Enabling the “right to be forgotten” in federated learning faces significant challenges: distributed training obscures data provenance, and existing exact unlearning methods rely on frequent full retraining, incurring prohibitive communication overhead and service interruption. To address this, we propose FedSGT—a novel framework that jointly introduces grouped client participation and serialized server-side PEFT (Parameter-Efficient Fine-Tuning) module training. Data are partitioned into mutually exclusive groups, each associated with a dedicated lightweight PEFT module. During unlearning, only the affected module is deactivated, enabling instantaneous, retraining-free exact unlearning. A multi-sequence design ensures long-term model stability and substantially extends the retraining-free service period. Experiments demonstrate that FedSGT maintains competitive learning performance and training efficiency while drastically reducing communication and storage overhead, enabling high-frequency unlearning requests.

Federated Learning (FL) enables collaborative, privacy-preserving model training, but supporting the "Right to be Forgotten" is especially challenging because data influences the model through distributed and interleaved client updates.
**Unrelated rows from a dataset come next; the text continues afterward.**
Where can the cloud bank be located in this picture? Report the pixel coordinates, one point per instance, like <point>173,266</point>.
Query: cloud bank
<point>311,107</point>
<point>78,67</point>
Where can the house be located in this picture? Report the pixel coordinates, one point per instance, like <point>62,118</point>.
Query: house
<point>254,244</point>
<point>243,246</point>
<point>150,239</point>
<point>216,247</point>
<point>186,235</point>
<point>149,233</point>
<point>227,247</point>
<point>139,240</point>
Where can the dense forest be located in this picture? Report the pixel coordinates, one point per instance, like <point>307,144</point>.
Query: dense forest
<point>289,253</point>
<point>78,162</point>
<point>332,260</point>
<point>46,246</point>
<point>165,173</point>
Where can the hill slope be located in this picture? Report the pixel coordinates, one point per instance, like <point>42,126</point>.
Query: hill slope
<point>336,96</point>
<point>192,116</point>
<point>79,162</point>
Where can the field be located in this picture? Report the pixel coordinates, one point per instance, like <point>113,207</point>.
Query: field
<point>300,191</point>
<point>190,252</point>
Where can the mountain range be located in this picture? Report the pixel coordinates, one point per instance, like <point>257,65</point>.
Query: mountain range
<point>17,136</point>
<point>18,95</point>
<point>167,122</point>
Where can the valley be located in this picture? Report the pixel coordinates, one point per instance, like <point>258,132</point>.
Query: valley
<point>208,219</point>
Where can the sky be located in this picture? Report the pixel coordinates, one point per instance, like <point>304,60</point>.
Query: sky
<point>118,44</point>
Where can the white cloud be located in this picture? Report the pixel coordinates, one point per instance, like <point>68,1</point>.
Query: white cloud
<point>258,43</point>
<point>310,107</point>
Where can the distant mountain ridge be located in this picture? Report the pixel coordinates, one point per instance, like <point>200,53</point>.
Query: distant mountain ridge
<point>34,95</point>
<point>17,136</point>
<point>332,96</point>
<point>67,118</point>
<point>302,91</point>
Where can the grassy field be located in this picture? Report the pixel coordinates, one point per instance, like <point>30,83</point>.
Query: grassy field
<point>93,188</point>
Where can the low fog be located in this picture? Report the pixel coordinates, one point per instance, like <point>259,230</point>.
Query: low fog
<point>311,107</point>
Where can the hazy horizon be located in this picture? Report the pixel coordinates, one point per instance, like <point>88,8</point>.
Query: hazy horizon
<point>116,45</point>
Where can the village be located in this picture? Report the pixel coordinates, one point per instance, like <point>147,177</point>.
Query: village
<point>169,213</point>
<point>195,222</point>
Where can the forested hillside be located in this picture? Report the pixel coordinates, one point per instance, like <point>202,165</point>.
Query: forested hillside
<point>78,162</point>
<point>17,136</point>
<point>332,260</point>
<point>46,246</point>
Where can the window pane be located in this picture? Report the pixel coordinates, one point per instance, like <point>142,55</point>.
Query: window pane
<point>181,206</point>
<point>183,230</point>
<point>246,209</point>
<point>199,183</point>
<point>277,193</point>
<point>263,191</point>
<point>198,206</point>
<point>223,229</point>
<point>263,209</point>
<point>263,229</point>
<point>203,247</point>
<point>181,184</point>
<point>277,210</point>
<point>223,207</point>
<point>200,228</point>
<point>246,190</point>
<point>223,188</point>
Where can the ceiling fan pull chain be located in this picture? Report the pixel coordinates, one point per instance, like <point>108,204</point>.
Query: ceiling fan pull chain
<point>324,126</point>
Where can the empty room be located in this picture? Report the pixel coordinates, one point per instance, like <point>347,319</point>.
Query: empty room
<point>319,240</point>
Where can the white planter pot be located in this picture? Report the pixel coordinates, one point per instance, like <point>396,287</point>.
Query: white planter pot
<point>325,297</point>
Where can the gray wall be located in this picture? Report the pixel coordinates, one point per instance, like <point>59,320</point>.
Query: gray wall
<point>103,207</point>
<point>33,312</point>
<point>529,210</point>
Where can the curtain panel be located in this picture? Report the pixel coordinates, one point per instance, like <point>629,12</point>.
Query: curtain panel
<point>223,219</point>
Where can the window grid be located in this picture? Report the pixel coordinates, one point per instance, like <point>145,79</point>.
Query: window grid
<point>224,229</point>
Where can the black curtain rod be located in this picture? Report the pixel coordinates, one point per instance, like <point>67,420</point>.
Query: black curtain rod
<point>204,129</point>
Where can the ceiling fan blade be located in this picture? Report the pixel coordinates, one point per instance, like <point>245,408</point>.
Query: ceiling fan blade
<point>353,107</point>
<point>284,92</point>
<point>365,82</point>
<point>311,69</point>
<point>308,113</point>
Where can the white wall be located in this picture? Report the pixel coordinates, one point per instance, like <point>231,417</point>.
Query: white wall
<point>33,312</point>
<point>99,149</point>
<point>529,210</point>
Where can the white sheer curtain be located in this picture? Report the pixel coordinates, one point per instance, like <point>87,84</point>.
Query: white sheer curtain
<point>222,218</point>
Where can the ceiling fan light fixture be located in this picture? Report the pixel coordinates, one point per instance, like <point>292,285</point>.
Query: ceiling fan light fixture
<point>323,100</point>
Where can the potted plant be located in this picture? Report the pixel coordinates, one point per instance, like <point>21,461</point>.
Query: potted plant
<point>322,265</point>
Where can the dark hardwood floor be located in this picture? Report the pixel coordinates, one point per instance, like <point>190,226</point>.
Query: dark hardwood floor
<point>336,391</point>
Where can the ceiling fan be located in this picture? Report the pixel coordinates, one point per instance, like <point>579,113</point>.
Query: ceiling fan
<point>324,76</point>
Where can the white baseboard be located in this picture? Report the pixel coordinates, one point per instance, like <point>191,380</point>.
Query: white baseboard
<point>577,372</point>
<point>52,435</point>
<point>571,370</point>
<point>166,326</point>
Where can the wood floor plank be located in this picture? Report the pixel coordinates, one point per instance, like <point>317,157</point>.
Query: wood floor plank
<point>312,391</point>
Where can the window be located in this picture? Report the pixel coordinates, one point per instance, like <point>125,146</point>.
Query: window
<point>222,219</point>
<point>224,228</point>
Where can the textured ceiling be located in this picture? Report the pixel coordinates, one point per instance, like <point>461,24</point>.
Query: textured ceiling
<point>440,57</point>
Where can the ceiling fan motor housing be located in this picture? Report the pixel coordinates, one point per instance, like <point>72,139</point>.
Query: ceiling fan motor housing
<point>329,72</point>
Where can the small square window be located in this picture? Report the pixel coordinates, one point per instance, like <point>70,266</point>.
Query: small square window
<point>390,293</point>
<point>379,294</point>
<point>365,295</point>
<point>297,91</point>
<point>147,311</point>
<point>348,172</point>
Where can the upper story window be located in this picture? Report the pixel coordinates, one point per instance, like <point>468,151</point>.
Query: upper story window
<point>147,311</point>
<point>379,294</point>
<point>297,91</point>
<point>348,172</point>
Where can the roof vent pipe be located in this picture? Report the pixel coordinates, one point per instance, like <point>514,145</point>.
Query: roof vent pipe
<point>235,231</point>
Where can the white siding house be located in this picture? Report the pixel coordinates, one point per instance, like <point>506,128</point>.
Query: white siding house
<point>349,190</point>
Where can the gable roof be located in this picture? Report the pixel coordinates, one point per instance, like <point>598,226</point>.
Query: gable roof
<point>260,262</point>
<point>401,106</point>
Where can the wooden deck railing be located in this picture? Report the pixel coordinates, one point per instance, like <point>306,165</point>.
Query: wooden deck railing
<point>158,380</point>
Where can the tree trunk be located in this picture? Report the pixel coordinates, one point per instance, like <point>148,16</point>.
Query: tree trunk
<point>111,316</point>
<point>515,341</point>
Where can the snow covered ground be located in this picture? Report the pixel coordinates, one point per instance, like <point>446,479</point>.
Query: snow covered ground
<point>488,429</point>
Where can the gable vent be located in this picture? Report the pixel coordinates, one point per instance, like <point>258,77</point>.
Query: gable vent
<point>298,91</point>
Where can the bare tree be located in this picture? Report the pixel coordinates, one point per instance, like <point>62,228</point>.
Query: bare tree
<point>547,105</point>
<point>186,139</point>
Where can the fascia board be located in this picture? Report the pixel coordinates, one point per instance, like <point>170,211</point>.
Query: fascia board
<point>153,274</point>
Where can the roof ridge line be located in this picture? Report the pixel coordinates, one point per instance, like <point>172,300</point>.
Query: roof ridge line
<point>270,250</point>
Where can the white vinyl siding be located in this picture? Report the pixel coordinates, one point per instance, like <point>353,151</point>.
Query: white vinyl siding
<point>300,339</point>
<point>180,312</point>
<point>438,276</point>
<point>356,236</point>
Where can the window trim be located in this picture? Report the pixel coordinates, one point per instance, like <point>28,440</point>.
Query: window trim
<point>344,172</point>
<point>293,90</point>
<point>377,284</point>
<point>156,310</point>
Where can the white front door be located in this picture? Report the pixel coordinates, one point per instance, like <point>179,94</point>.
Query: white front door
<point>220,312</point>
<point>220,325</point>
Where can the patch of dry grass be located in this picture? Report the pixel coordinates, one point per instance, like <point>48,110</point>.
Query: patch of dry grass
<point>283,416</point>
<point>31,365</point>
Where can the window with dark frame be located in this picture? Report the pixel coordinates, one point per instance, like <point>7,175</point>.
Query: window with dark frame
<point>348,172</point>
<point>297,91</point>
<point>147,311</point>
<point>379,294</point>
Existing exact unlearning methods typically require frequent retraining from scratch, resulting in high communication cost and long service downtime. To address this, we propose Federated Sequential Group-based Training (FedSGT), an exact unlearning framework for FL. FedSGT partitions the data into uniform groups, and each client may participate in multiple groups. To control communication overhead, each client can limit the number of groups it contributes to. FedSGT then trains multiple sequences of Parameter-Efficient Fine-Tuning (PEFT) modules, each corresponding to a different group permutation. Since the PEFT modules are lightweight and maintained server-side, FedSGT isolates the influence of different data groups into independent modules without incurring significant storage overhead and communication cost. Exact unlearning is thus achieved instantly by deactivating the modules corresponding to the group containing the unlearned data. Furthermore, using multiple training sequences helps maintain high model utility as deletion requests accumulate. We provide a rigorous theoretical analysis of both the deletion rate -- expected number of deletions before retraining is needed -- and the expected model performance. Experiments on various tasks demonstrate that FedSGT achieves a significantly longer service maintenance under multiple unlearning requests while maintaining comparable learning performance and training efficiency to other exact unlearning baselines. Extensive ablation studies validate the robustness of our method across a wide range of parameter settings.